チュートリアル 2: 畳み込みニューラルネットワーク

第1週第5日目: ディープラーニング

Neuromatch Academyによる

コンテンツ作成者: Jorge A. Menendez, Carsen Stringer

コンテンツレビュアー: Roozbeh Farhoodi, Madineh Sarvestani, Kshitij Dwivedi, Spiros Chavlis, Ella Batty, Michael Waskom

制作編集者: Spiros Chavlis

チュートリアルの目的

推定所要時間: 40分

この短いチュートリアルでは、2D畳み込みの基本を学び、チュートリアル3での規範的モデル作成に備えて画像に畳み込みネットワークを適用します。

このチュートリアルでは以下を行います。

2D畳み込みの基本を理解する
PyTorchを使って畳み込み層を構築する
その出力を可視化・解析する

# @title Tutorial slides
# @markdown These are the slides for all videos in this tutorial.
from IPython.display import IFrame
link_id = "s59jy"
print(f"If you want to download the slides: https://osf.io/download/{link_id}/")
IFrame(src=f"https://mfr.ca-1.osf.io/render?url=https://osf.io/{link_id}/?direct%26mode=render%26action=download%26mode=render", width=854, height=480)

セットアップ

# @title Install and import feedback gadget


from vibecheck import DatatopsContentReviewContainer
def content_review(notebook_section: str):
    return DatatopsContentReviewContainer(
        "",  # No text prompt
        notebook_section,
        {
            "url": "https://pmyvdlilci.execute-api.us-east-1.amazonaws.com/klab",
            "name": "neuromatch_cn",
            "user_key": "y1x3mpx5",
        },
    ).render()


feedback_prefix = "W1D5_T2"

# Imports
import os
import numpy as np
import torch
from torch import nn
from torch import optim
from matplotlib import pyplot as plt
import matplotlib as mpl

# @title Figure settings
import logging
logging.getLogger('matplotlib.font_manager').disabled = True

%matplotlib inline
%config InlineBackend.figure_format = 'retina'
plt.style.use("https://raw.githubusercontent.com/NeuromatchAcademy/course-content/main/nma.mplstyle")

# @title Plotting Functions

def show_stimulus(img, ax=None, show=False):
  """Visualize a stimulus"""
  if ax is None:
    ax = plt.gca()
  ax.imshow(img+0.5, cmap=mpl.cm.binary)
  ax.set_xticks([])
  ax.set_yticks([])
  ax.spines['left'].set_visible(False)
  ax.spines['bottom'].set_visible(False)
  if show:
    plt.show()


def plot_weights(weights, channels=[0]):
  """ plot convolutional channel weights
  Args:
      weights: weights of convolutional filters (conv_channels x K x K)
      channels: which conv channels to plot
  """
  wmax = torch.abs(weights).max()
  fig, axs = plt.subplots(1, len(channels), figsize=(12, 2.5))
  for i, channel in enumerate(channels):
    im = axs[i].imshow(weights[channel, 0], vmin=-wmax, vmax=wmax, cmap='bwr')
    axs[i].set_title(f'channel {channel}')

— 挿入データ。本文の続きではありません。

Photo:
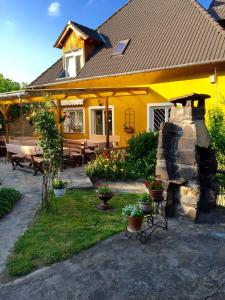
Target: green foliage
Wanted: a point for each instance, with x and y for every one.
(58, 184)
(154, 184)
(217, 131)
(49, 140)
(8, 198)
(144, 198)
(104, 190)
(8, 85)
(74, 224)
(139, 161)
(132, 211)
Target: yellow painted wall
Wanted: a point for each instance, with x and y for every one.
(74, 41)
(159, 92)
(163, 86)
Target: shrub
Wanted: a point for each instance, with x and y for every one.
(138, 162)
(8, 198)
(217, 131)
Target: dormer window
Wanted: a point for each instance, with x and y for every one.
(74, 61)
(120, 48)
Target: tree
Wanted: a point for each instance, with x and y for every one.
(43, 118)
(217, 131)
(8, 85)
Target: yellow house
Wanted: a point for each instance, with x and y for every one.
(128, 68)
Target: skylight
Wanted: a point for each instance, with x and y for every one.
(120, 48)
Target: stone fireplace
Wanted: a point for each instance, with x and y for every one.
(185, 162)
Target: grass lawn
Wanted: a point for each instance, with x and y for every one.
(74, 224)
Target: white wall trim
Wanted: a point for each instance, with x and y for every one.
(149, 105)
(84, 123)
(102, 108)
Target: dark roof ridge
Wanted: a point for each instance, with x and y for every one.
(116, 12)
(211, 4)
(45, 71)
(208, 16)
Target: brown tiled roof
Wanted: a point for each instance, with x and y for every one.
(217, 9)
(163, 34)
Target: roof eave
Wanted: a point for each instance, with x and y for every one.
(60, 81)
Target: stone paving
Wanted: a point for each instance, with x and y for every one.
(14, 224)
(185, 263)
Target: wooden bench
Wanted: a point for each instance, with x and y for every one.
(114, 140)
(79, 147)
(19, 154)
(76, 150)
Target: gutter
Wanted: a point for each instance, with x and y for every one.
(127, 73)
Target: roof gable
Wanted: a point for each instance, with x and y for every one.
(217, 9)
(83, 31)
(163, 34)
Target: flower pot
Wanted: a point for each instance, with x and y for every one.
(156, 195)
(59, 192)
(135, 224)
(145, 207)
(105, 198)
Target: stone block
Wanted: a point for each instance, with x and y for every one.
(188, 172)
(186, 144)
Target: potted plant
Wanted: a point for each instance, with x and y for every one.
(105, 194)
(155, 188)
(59, 187)
(135, 217)
(145, 203)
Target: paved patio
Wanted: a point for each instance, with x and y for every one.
(187, 262)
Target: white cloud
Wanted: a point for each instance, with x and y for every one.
(9, 23)
(54, 9)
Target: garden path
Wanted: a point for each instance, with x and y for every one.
(14, 224)
(185, 263)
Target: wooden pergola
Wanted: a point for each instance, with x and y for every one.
(29, 96)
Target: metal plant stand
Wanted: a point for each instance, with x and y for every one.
(152, 221)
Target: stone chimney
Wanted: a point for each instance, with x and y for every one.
(185, 161)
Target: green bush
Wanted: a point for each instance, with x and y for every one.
(217, 131)
(8, 198)
(138, 162)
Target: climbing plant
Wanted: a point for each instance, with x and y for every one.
(216, 126)
(43, 119)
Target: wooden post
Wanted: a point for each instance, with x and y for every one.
(5, 109)
(59, 108)
(107, 121)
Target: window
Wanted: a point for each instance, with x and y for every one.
(73, 63)
(98, 121)
(120, 48)
(157, 114)
(74, 120)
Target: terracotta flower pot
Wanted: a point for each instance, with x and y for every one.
(134, 224)
(156, 195)
(105, 198)
(145, 207)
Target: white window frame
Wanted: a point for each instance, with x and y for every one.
(91, 123)
(150, 121)
(66, 109)
(78, 52)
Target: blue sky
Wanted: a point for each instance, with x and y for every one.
(28, 30)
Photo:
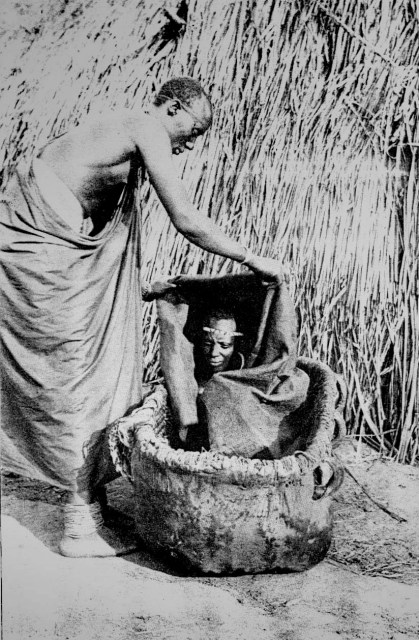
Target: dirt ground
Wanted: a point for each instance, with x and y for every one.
(367, 587)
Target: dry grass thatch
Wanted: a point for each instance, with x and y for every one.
(313, 157)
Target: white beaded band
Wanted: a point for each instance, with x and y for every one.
(248, 256)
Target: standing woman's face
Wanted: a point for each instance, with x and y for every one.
(218, 343)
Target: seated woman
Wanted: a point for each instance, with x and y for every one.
(249, 405)
(218, 347)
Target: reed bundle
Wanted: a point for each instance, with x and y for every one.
(312, 158)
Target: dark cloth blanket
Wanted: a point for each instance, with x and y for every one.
(248, 412)
(70, 335)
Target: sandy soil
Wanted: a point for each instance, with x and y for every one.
(367, 588)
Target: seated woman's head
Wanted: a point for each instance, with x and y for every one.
(218, 339)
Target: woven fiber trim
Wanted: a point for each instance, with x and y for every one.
(145, 428)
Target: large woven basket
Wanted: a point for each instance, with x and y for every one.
(223, 515)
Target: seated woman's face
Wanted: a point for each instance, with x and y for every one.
(218, 343)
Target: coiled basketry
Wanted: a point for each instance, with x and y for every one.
(224, 514)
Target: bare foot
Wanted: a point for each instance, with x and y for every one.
(103, 543)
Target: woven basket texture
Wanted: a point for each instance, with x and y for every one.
(224, 514)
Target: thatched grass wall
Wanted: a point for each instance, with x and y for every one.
(312, 157)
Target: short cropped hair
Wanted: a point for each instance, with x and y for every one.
(186, 90)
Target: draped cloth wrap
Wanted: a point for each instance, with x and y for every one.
(254, 411)
(71, 336)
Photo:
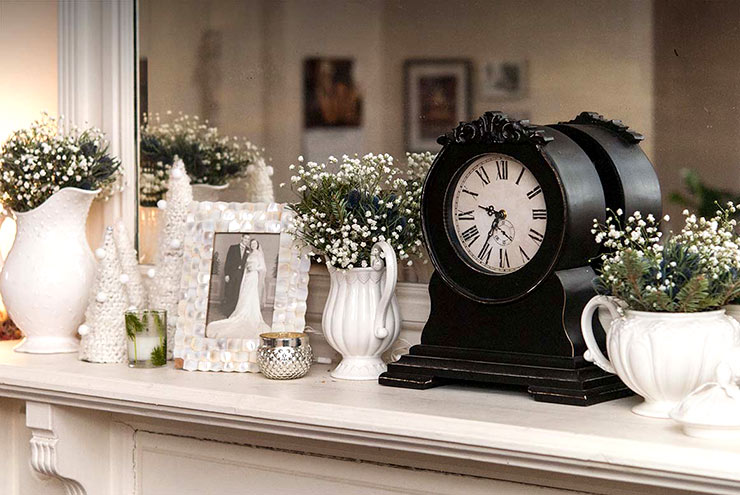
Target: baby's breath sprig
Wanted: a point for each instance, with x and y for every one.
(697, 269)
(40, 160)
(348, 205)
(209, 157)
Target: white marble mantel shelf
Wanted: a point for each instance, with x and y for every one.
(603, 442)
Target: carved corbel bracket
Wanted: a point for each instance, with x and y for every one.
(67, 446)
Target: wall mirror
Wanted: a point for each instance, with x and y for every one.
(321, 77)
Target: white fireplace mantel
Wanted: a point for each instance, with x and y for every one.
(480, 433)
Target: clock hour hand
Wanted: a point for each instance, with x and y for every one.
(489, 209)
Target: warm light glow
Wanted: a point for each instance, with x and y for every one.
(28, 80)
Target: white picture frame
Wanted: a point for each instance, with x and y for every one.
(193, 350)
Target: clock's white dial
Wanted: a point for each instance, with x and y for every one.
(498, 213)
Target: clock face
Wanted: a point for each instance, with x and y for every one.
(498, 214)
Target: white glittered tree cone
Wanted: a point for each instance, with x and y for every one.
(258, 182)
(104, 331)
(165, 287)
(129, 266)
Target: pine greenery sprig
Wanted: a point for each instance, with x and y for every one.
(40, 160)
(346, 206)
(209, 157)
(697, 269)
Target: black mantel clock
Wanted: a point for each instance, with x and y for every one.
(507, 212)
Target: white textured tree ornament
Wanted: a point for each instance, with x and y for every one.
(131, 277)
(258, 182)
(165, 288)
(103, 336)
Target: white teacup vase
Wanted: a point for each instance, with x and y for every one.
(662, 357)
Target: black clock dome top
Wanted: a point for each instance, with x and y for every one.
(507, 210)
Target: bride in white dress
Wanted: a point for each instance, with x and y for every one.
(246, 321)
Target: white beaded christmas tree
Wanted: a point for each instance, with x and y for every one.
(129, 266)
(104, 332)
(165, 287)
(258, 183)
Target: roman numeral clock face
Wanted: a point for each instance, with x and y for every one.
(498, 214)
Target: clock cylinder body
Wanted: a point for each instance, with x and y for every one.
(514, 321)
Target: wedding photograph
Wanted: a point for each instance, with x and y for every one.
(242, 289)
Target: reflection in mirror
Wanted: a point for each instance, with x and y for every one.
(323, 77)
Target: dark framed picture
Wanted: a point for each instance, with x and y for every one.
(241, 296)
(504, 79)
(331, 97)
(438, 97)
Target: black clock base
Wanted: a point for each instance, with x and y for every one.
(553, 380)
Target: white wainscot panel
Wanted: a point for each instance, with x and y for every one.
(186, 466)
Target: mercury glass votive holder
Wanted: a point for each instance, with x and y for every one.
(284, 355)
(146, 336)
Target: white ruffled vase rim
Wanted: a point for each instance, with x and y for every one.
(659, 314)
(85, 192)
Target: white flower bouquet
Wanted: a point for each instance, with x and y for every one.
(38, 161)
(209, 157)
(697, 269)
(346, 206)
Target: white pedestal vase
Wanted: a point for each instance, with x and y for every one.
(661, 356)
(49, 271)
(361, 319)
(207, 192)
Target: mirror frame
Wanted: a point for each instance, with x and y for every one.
(97, 85)
(98, 50)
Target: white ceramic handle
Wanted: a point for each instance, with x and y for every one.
(594, 354)
(391, 275)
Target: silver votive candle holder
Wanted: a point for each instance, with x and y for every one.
(284, 355)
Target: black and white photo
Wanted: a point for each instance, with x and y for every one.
(242, 289)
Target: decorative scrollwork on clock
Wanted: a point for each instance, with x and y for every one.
(495, 128)
(616, 126)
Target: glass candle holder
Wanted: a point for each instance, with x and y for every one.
(146, 332)
(284, 355)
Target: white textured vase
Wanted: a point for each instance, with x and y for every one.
(733, 310)
(663, 357)
(361, 319)
(207, 192)
(49, 271)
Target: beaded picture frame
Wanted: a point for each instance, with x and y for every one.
(193, 350)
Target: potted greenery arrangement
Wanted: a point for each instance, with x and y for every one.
(354, 213)
(211, 159)
(48, 179)
(668, 331)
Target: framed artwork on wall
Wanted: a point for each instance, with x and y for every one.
(504, 79)
(331, 97)
(437, 98)
(243, 275)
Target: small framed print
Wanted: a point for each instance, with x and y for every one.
(437, 100)
(243, 275)
(503, 79)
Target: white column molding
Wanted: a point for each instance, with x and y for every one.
(97, 84)
(61, 440)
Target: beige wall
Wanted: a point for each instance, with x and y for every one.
(28, 62)
(583, 55)
(697, 86)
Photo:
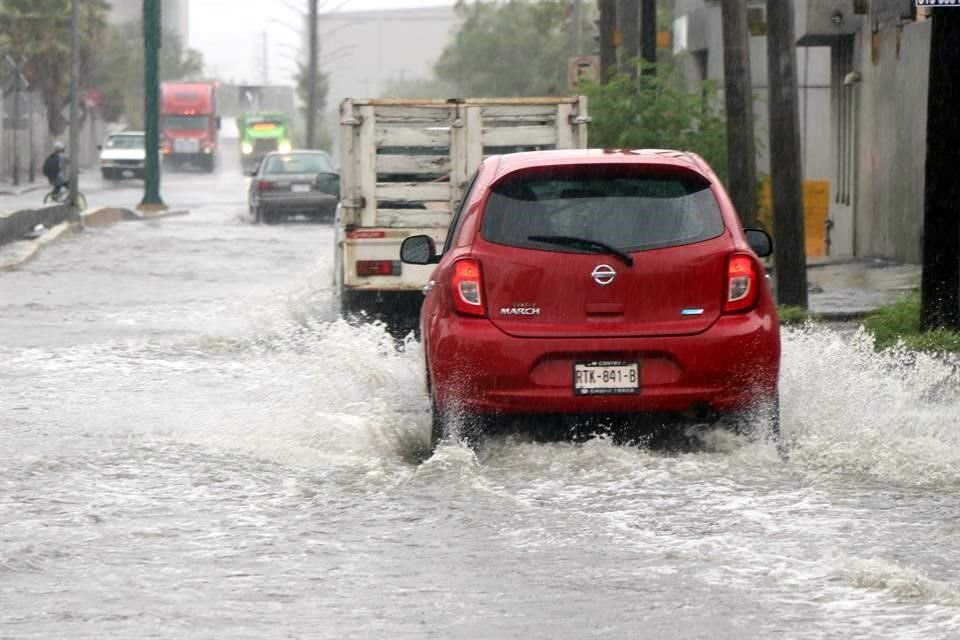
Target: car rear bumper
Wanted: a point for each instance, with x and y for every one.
(307, 203)
(732, 365)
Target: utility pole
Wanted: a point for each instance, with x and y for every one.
(312, 79)
(74, 98)
(628, 17)
(648, 34)
(609, 37)
(151, 101)
(741, 155)
(940, 279)
(17, 86)
(577, 28)
(786, 170)
(265, 69)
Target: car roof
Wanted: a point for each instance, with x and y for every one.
(510, 162)
(294, 152)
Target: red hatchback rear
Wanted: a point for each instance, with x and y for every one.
(590, 282)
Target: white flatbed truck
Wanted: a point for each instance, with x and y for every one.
(404, 166)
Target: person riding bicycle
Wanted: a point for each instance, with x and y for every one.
(55, 168)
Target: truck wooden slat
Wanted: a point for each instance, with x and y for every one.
(519, 113)
(413, 191)
(438, 137)
(413, 218)
(525, 136)
(439, 115)
(413, 165)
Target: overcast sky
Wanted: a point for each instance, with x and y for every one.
(229, 33)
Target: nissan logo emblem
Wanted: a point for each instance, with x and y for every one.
(603, 274)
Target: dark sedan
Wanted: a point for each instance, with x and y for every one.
(295, 183)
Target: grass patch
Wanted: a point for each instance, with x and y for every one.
(795, 315)
(900, 321)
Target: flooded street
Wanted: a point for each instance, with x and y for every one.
(194, 447)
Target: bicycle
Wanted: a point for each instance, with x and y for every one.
(63, 197)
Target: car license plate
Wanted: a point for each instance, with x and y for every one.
(605, 377)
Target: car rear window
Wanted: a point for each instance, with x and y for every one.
(298, 163)
(628, 208)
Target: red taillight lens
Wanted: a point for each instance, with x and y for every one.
(378, 267)
(742, 283)
(468, 288)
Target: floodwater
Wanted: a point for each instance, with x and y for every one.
(194, 447)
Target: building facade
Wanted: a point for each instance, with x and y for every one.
(174, 14)
(862, 68)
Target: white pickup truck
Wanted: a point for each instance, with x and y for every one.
(404, 166)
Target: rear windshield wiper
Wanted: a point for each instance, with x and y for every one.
(586, 244)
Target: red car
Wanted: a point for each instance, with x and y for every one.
(585, 283)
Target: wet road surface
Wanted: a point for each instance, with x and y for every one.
(194, 446)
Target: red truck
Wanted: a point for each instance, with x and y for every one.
(189, 123)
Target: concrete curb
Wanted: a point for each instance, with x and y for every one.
(11, 192)
(17, 253)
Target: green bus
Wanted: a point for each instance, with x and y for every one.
(261, 133)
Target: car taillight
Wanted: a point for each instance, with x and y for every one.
(468, 287)
(378, 267)
(742, 283)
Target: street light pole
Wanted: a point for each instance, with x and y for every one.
(312, 79)
(151, 100)
(74, 97)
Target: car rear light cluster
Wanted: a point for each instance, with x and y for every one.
(468, 288)
(378, 267)
(742, 283)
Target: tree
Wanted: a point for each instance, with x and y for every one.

    cb_ax = fig.add_axes([1, 0.1, 0.05, 0.8])
    plt.colorbar(im, ax=cb_ax)
    cb_ax.axis('off')
  plt.show()


def plot_example_activations(stimuli, act, channels=[0]):
  """ plot activations act and corresponding stimulus
  Args:
    stimuli: stimulus input to convolutional layer (n x h x w) or (h x w)
    act: activations of convolutional layer (n_bins x conv_channels x n_bins)
    channels: which conv channels to plot
  """
  if stimuli.ndim>2:
    n_stimuli = stimuli.shape[0]
  else:
    stimuli = stimuli.unsqueeze(0)
    n_stimuli = 1

  fig, axs = plt.subplots(n_stimuli, 1 + len(channels), figsize=(12, 12))

  # plot stimulus
  for i in range(n_stimuli):
    show_stimulus(stimuli[i].squeeze(), ax=axs[i, 0])
    axs[i, 0].set_title('stimulus')

    # plot example activations
    for k, (channel, ax) in enumerate(zip(channels, axs[i][1:])):
      im = ax.imshow(act[i, channel], vmin=-3, vmax=3, cmap='bwr')
      ax.set_xlabel('x-pos')
      ax.set_ylabel('y-pos')
      ax.set_title(f'channel {channel}')

    cb_ax = fig.add_axes([1.05, 0.8, 0.01, 0.1])
    plt.colorbar(im, cax=cb_ax)
    cb_ax.set_title('activation\n strength')
  plt.show()

# @title Helper Functions

def load_data_split(data_name):
  """Load mouse V1 data from Stringer et al. (2019)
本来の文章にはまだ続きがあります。